The development of technological progress has led to various upgrades of the printing press. Printing engineers noticed that in flatbed printing machines the printing plate made reciprocating motions. This complicated the mechanism, in addition, the reverse stroke was useless. Therefore, the idea arose to use a rotational (based on rotation) principle. For printing purposes, this principle was first used in 1848 by Augustus Applegate. The first rotary press installed at the Times printing house ran at a speed of 10,000 prints per hour. In Russia, the first German-made rotary machine appeared in 1878.
Simultaneously with the improvement of printing machines, patents for the invention of typesetting machines appear, the first of which was issued to the Englishman W. Church in 1822. In 1867, the Russian inventor P.P. Knyagininsky created the first automatic typesetting machine. In 1884, O. Mergenthaler (USA) patented a machine - the linotype ( from lat.linea- line and Greek.typos- imprint). Linotype is a type-setting line-casting machine that produces a set in the form of monolithic metal lines with a relief printing surface. At the end of the 19th century, the widespread introduction of typesetting and stitching-binding machines into the production began.
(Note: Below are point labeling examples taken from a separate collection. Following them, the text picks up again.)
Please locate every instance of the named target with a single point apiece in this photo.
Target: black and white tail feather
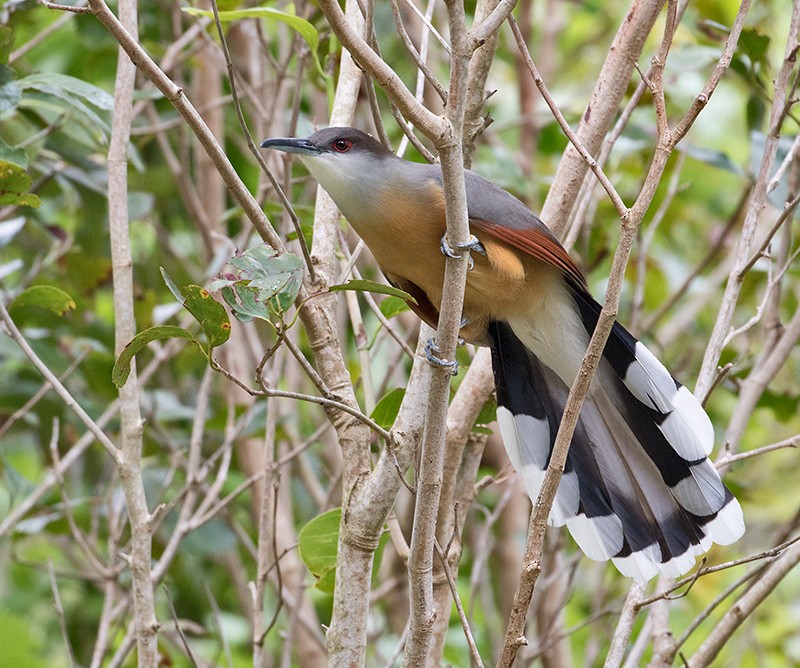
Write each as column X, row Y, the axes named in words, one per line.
column 638, row 487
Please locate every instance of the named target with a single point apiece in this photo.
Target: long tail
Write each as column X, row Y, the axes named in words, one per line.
column 638, row 487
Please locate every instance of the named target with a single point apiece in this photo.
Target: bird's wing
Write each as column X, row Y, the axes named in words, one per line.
column 536, row 241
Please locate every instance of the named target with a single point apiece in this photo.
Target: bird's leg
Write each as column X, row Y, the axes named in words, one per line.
column 472, row 244
column 464, row 322
column 431, row 350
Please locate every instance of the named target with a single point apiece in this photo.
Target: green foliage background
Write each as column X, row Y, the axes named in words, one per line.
column 55, row 113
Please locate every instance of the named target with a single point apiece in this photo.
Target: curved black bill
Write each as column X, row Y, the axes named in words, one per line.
column 292, row 145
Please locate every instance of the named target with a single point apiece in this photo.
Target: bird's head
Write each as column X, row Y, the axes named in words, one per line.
column 349, row 164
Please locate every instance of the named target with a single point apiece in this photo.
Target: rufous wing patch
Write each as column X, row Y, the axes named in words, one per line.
column 535, row 241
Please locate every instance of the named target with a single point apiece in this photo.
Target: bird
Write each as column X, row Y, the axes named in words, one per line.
column 638, row 487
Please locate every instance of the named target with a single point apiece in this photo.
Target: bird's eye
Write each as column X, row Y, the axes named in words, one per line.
column 342, row 145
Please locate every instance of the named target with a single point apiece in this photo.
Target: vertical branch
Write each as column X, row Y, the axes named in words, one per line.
column 603, row 105
column 758, row 199
column 130, row 459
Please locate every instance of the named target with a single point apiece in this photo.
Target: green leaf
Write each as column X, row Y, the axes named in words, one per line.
column 262, row 283
column 755, row 44
column 13, row 154
column 318, row 543
column 14, row 186
column 20, row 645
column 204, row 308
column 385, row 411
column 209, row 313
column 392, row 306
column 6, row 43
column 362, row 285
column 10, row 92
column 79, row 95
column 122, row 367
column 68, row 86
column 47, row 297
column 302, row 27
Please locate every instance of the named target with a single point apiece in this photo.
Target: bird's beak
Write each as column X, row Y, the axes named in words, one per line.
column 292, row 145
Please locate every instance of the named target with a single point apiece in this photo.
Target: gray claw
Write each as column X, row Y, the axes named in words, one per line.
column 472, row 244
column 430, row 349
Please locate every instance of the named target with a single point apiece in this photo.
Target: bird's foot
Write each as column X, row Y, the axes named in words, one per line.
column 431, row 352
column 472, row 244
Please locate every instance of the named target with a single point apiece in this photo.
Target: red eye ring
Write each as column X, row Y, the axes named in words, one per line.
column 342, row 145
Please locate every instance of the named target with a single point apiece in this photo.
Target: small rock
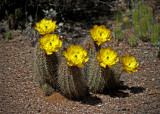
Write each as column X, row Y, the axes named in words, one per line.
column 27, row 105
column 154, row 91
column 128, row 33
column 146, row 52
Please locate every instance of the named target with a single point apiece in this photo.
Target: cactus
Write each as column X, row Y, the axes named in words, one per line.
column 155, row 38
column 149, row 17
column 114, row 76
column 91, row 53
column 126, row 22
column 71, row 82
column 97, row 77
column 137, row 31
column 135, row 17
column 132, row 41
column 8, row 35
column 118, row 16
column 118, row 33
column 46, row 67
column 48, row 90
column 139, row 8
column 18, row 13
column 144, row 30
column 156, row 29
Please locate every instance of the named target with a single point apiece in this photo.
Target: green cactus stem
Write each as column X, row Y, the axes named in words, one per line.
column 98, row 77
column 118, row 33
column 48, row 90
column 118, row 16
column 135, row 17
column 46, row 67
column 133, row 41
column 114, row 76
column 144, row 30
column 71, row 82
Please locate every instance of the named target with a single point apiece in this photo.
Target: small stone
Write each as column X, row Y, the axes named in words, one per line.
column 146, row 52
column 154, row 91
column 27, row 105
column 128, row 33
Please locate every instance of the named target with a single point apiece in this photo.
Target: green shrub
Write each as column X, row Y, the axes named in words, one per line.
column 118, row 33
column 8, row 36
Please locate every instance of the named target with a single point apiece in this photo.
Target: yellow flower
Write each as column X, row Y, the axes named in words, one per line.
column 76, row 55
column 100, row 34
column 107, row 57
column 129, row 64
column 50, row 43
column 45, row 26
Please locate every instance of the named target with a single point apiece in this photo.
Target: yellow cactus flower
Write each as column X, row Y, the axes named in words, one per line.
column 129, row 64
column 45, row 26
column 125, row 19
column 100, row 34
column 50, row 43
column 76, row 55
column 107, row 57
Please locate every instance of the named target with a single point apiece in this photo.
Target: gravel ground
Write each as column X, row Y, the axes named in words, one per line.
column 21, row 93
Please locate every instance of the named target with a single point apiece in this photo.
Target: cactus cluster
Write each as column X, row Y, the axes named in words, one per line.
column 140, row 20
column 75, row 71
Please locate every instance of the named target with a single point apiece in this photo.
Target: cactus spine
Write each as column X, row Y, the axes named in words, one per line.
column 132, row 41
column 114, row 76
column 144, row 30
column 46, row 67
column 97, row 78
column 118, row 16
column 71, row 82
column 135, row 17
column 118, row 33
column 48, row 90
column 155, row 34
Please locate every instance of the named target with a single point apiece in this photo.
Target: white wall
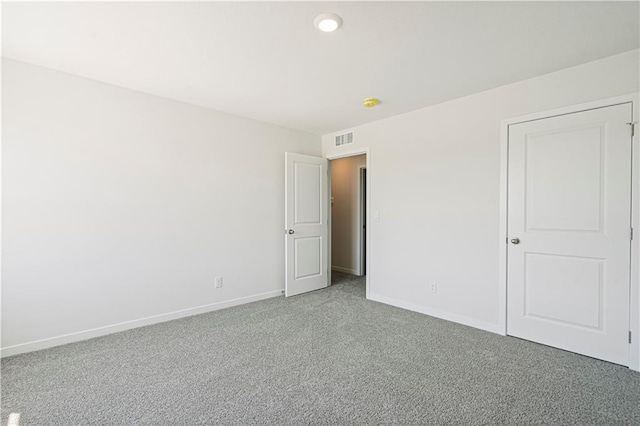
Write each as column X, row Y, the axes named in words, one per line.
column 435, row 180
column 345, row 221
column 119, row 206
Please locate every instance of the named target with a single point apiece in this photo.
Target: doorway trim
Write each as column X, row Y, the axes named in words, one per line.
column 362, row 220
column 634, row 294
column 352, row 153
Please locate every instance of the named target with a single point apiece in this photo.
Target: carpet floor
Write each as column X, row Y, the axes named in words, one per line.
column 329, row 357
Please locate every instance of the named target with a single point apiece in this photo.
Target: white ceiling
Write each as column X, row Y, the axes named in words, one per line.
column 266, row 60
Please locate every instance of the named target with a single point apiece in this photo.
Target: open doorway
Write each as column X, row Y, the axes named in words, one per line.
column 349, row 220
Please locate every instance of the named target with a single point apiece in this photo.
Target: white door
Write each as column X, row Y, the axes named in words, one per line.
column 569, row 232
column 306, row 227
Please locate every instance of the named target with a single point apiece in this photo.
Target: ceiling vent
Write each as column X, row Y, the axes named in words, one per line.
column 344, row 139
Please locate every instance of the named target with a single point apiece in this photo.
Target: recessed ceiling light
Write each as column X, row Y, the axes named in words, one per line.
column 328, row 22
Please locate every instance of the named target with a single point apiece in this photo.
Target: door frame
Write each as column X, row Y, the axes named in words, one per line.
column 353, row 153
column 362, row 221
column 634, row 294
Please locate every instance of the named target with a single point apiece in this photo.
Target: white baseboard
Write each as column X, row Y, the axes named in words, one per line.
column 345, row 270
column 460, row 319
column 127, row 325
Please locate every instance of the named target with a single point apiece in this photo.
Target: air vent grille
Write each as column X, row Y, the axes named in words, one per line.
column 344, row 139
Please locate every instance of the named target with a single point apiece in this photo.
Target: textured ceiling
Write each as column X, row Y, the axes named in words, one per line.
column 267, row 61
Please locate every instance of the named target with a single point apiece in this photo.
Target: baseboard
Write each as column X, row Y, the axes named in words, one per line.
column 345, row 270
column 460, row 319
column 127, row 325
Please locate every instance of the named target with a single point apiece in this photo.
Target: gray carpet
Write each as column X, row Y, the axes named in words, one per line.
column 329, row 358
The idea of photographic typesetting was put forward in 1894 by the Hungarian E. Porzelt, and the first phototypesetting machine appeared in 1895 (inventor V.A. Gassiev). Photosetting is the process of making photoforms (negatives, positives) of prints for the subsequent production of prints.
At the turn of the 19th and 20th centuries, gravure and offset printing machines were developed. In the 20th century, there was a transition from machines that mechanize individual production operations to automated production lines. At the beginning of the twentieth century, printing machines switched to an electric drive. In the 30s - 40s of the twentieth century, electrical control and blocking and measuring devices appeared. In the 1950s and 1960s, the introduction of electronics made it possible to significantly reduce the time and labor costs for the production of printed materials.
Along with the development of in-line printing technologies, the development of individual instruments for hand writing also took place. So, in the late 1930s, the Hungarians Laszlo and Biro invented ball pen, which has now practically replaced the pen one. The metal ball at the end of the tube with the paste made it possible to write without blots and blots.